Not sure if I'm going to be able to swing this, but I saw the flyer at the gym tonight and thought I'd pass the info along.

What: Charity ride through Pasadena with Bob Roll.
Why: proceeds benefit the Frostig Center, a school/organization helping kids with learning disabilities.
When: Saturday, January 29, ride starts at 8am, meet and greet and events until 12:30pm.
Price: Uh... it's $100 to register, but it's for a good cause, right?
More info at: http://www.frostig.org OR http://www.frostig.org/pdf/BobFlyerLrgSd2.pdf

Keep the shiny side up...

-Jason


----------



## bigdraft (Nov 21, 2005)

Not to nit pick, but the 29th is on Sunday, not Saturday

It's a good event and the school does great work with kids who don't have it so easy


----------



## Wolfman (Jun 15, 2005)

*Well put...*




bigdraft said:


> Not to nit pick, but the 29th is on Sunday, not Saturday
> 
> It's a good event and the school does great work with kids who don't have it so easy


Nice catch... getting the day wrong is definitely grounds for a correction!
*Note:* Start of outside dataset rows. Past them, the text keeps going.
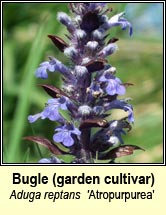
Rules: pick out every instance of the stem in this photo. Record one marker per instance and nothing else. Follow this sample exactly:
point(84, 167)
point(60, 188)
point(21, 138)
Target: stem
point(85, 141)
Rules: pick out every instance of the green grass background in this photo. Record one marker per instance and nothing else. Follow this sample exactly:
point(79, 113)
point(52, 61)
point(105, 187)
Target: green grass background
point(139, 61)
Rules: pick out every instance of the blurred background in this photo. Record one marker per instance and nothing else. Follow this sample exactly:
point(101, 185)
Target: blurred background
point(138, 61)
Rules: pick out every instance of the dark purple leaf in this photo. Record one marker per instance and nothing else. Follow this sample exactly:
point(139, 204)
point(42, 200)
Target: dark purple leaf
point(58, 42)
point(53, 91)
point(90, 22)
point(121, 151)
point(94, 66)
point(45, 142)
point(113, 40)
point(89, 123)
point(127, 84)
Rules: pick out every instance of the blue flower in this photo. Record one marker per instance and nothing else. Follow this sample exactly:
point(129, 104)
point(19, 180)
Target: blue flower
point(65, 134)
point(120, 104)
point(114, 84)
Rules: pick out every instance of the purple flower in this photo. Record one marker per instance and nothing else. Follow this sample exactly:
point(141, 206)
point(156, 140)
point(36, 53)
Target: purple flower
point(49, 160)
point(90, 87)
point(65, 134)
point(114, 84)
point(120, 104)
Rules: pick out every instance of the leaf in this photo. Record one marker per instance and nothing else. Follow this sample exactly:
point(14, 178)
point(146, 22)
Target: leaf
point(95, 65)
point(53, 91)
point(89, 123)
point(121, 151)
point(113, 40)
point(45, 142)
point(58, 42)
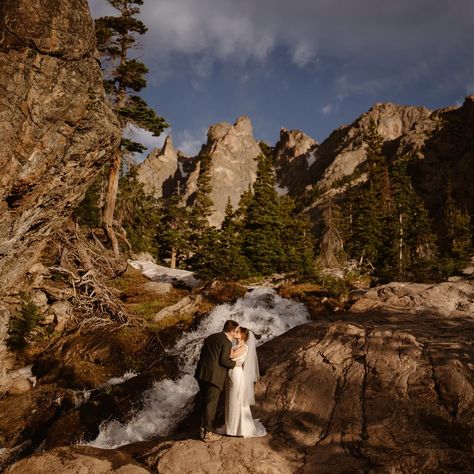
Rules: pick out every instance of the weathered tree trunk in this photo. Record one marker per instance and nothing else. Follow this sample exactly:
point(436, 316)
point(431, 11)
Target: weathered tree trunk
point(110, 200)
point(400, 245)
point(173, 258)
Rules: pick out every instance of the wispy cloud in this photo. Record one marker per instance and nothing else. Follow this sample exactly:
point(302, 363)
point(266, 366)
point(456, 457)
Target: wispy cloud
point(377, 44)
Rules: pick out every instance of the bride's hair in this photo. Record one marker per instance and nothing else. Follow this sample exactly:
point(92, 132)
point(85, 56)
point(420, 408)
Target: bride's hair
point(244, 332)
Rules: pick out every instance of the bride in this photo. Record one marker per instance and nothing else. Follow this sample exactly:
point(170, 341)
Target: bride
point(240, 389)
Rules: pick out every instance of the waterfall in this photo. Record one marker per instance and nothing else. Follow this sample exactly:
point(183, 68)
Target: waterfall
point(167, 402)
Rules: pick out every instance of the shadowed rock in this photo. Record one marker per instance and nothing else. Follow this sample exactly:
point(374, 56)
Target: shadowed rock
point(57, 130)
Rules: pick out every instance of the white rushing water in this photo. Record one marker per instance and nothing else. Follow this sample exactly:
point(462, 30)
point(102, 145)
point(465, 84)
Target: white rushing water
point(169, 401)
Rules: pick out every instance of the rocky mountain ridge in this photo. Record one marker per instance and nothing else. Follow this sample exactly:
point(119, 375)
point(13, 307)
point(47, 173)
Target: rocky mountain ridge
point(440, 142)
point(57, 129)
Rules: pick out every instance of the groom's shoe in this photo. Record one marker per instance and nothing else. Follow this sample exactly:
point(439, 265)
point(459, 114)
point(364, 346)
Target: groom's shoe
point(210, 436)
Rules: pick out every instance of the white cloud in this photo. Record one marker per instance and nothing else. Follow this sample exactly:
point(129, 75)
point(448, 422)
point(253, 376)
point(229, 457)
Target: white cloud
point(327, 109)
point(190, 142)
point(377, 44)
point(303, 54)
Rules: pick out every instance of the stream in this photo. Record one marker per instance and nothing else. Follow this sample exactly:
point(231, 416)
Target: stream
point(168, 401)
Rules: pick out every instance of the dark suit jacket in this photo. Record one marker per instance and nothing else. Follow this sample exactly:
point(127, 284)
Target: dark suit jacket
point(215, 360)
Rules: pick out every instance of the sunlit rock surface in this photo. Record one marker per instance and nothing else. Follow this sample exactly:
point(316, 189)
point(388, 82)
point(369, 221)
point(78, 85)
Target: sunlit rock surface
point(233, 151)
point(380, 391)
point(56, 129)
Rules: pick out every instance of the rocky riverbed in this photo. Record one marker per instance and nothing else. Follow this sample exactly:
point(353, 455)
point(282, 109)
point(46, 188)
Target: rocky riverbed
point(380, 390)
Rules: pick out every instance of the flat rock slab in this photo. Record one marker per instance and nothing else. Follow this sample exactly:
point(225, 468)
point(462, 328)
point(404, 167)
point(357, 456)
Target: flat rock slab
point(78, 460)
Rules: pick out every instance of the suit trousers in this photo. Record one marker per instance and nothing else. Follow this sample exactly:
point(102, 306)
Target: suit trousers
point(209, 396)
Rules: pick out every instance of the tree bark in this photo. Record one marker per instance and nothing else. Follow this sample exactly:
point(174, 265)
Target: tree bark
point(173, 258)
point(110, 200)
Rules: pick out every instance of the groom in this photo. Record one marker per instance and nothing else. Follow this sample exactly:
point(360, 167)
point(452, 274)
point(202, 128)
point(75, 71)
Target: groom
point(211, 372)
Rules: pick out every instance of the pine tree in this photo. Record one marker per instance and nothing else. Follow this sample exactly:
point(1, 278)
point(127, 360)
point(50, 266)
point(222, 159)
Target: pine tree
point(116, 37)
point(458, 228)
point(263, 226)
point(173, 233)
point(370, 205)
point(331, 244)
point(297, 240)
point(136, 213)
point(409, 241)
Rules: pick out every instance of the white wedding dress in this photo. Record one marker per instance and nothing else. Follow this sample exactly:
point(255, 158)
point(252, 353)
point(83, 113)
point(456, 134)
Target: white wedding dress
point(238, 390)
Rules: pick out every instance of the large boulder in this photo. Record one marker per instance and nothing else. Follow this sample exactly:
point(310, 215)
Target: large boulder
point(355, 392)
point(57, 129)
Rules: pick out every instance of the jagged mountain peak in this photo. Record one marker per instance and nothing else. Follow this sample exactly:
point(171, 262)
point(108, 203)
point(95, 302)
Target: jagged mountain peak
point(242, 126)
point(393, 120)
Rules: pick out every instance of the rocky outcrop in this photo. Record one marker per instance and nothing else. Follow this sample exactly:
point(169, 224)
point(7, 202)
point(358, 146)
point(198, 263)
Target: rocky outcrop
point(165, 170)
point(57, 130)
point(451, 299)
point(232, 149)
point(379, 391)
point(344, 150)
point(79, 459)
point(294, 154)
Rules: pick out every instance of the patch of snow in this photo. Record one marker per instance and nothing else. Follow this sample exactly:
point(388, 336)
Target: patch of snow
point(159, 273)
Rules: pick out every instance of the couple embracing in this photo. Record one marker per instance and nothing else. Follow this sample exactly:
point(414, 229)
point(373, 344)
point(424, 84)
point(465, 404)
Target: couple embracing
point(235, 369)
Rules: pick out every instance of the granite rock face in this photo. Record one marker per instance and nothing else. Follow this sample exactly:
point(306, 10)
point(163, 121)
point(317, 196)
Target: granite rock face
point(376, 391)
point(164, 171)
point(361, 392)
point(294, 154)
point(344, 150)
point(56, 128)
point(233, 151)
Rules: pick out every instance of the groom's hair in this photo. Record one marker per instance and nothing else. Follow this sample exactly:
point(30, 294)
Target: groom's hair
point(230, 325)
point(244, 332)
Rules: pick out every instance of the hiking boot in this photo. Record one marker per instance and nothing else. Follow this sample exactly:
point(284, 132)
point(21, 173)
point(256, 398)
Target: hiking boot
point(210, 436)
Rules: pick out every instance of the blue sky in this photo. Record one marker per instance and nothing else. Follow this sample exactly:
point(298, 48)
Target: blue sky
point(313, 65)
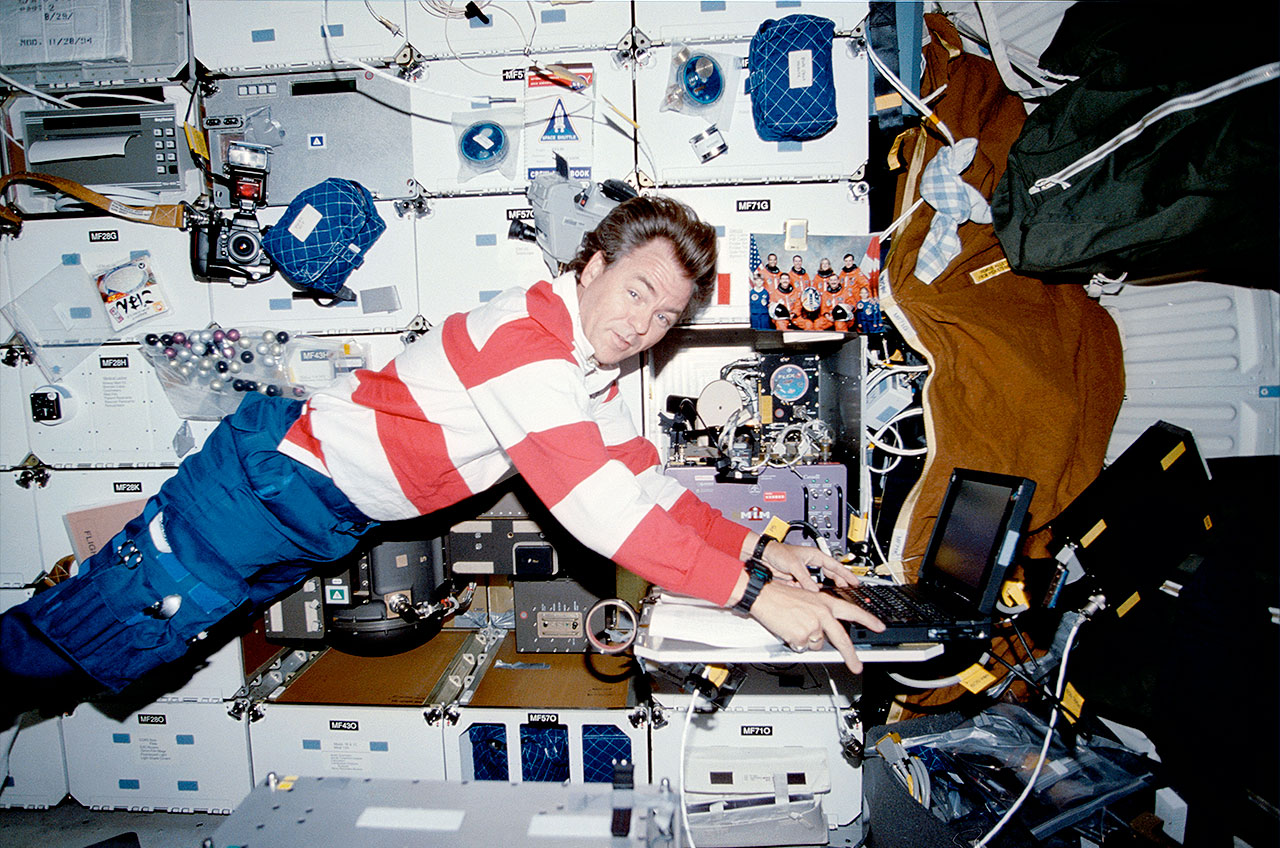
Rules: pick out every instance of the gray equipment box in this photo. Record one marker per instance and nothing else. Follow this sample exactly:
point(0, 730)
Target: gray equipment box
point(293, 114)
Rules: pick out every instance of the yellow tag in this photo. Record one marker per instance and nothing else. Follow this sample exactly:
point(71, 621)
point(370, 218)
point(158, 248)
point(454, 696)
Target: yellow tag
point(196, 141)
point(1092, 534)
point(717, 674)
point(1014, 593)
point(1173, 455)
point(776, 528)
point(976, 678)
point(888, 101)
point(987, 272)
point(858, 529)
point(1073, 701)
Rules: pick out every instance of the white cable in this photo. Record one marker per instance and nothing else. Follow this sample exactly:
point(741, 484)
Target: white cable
point(908, 95)
point(684, 746)
point(1048, 738)
point(874, 438)
point(36, 92)
point(940, 683)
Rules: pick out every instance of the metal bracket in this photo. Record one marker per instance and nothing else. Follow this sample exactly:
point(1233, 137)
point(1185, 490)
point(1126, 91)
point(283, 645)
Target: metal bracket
point(32, 472)
point(416, 201)
point(16, 352)
point(416, 327)
point(632, 49)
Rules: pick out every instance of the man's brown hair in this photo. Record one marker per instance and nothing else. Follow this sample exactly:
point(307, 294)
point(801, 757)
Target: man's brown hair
point(639, 220)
Hopefully, the school will get a good turn-out for this event...


----------



## noslogan (Feb 13, 2005)

*I hope Bob*

I hope Bob noticed the Mom and Pop bike shop that TrekStore moved next to when he was here in SanDiego. 
Trek actually had the balls to move into the same complex let alone being able to toss a flatted tube from one shop to another.


----------